Car Magazine Test Drives BMW i3 Electric Car
BMW’s pioneering i3 electric car is one of the most exciting cars of 2013. It employs BMW’s trademark, sporty rear-wheel drive, which marks it out from the front-drive electric cars from Nissan and Renault. It’s a clean-sheet design, using exotic lightweight materials to save weight and maximise the electric range. So, an aluminium chassis housing the batteries and rear-mounted, 170bhp electric motor is paired with a carbonfibre bodyshell; with the i3, materials typically the preserve of luxury cars and supercars are being used on a small hatchback.
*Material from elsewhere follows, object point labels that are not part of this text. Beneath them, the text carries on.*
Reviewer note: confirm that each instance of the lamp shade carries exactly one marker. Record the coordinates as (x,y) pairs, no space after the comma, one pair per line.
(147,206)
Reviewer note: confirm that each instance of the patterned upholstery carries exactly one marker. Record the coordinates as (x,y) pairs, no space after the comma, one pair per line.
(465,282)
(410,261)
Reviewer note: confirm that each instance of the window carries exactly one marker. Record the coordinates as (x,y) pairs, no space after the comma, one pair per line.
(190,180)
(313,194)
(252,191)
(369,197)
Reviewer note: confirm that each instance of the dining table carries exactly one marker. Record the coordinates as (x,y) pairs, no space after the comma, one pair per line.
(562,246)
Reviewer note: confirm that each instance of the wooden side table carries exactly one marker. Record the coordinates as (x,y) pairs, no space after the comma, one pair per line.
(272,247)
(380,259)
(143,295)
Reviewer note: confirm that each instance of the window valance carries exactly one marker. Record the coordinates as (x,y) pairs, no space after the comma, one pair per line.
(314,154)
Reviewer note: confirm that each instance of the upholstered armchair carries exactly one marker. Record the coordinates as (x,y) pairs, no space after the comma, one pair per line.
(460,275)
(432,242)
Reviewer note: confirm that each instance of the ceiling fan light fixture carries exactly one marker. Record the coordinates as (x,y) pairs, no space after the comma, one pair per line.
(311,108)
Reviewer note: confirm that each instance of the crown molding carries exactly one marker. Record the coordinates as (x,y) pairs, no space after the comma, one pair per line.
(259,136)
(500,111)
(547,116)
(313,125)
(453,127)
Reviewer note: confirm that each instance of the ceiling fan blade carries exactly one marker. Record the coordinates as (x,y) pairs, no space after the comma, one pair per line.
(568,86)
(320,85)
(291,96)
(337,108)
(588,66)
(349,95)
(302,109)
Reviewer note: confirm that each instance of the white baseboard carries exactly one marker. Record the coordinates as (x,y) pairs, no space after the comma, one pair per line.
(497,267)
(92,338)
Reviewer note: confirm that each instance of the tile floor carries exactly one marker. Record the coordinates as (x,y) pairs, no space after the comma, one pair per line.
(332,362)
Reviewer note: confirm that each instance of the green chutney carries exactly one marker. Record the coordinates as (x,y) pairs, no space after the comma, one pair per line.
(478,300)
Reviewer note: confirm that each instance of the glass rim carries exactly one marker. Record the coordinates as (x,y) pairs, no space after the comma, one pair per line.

When the i3 goes on sale in November, the standard electric i3 will cost around €40,000. To eliminate the i3’s vulnerability to running out of juice, buyers will be able to specify a range extender hybrid version for an extra €3000. This employs a 35bhp two-cylinder motorbike engine to act as on-board generator: it’s mounted close to the rear wheels and accompanied by a 9-litre fuel tank wedged behind the front axle.
BMW has tooled up initially to produce 30,000 cars a year, but this can be extended to 50,000 units if the i3 takes off. But with electric cars so far proving commercial flops, there’s a lot riding on this car, the most radical BMW ever conceived. And today we’re riding in it at BMW’s Munich-Ismaning proving ground, with project i chief Ulrich Kranz.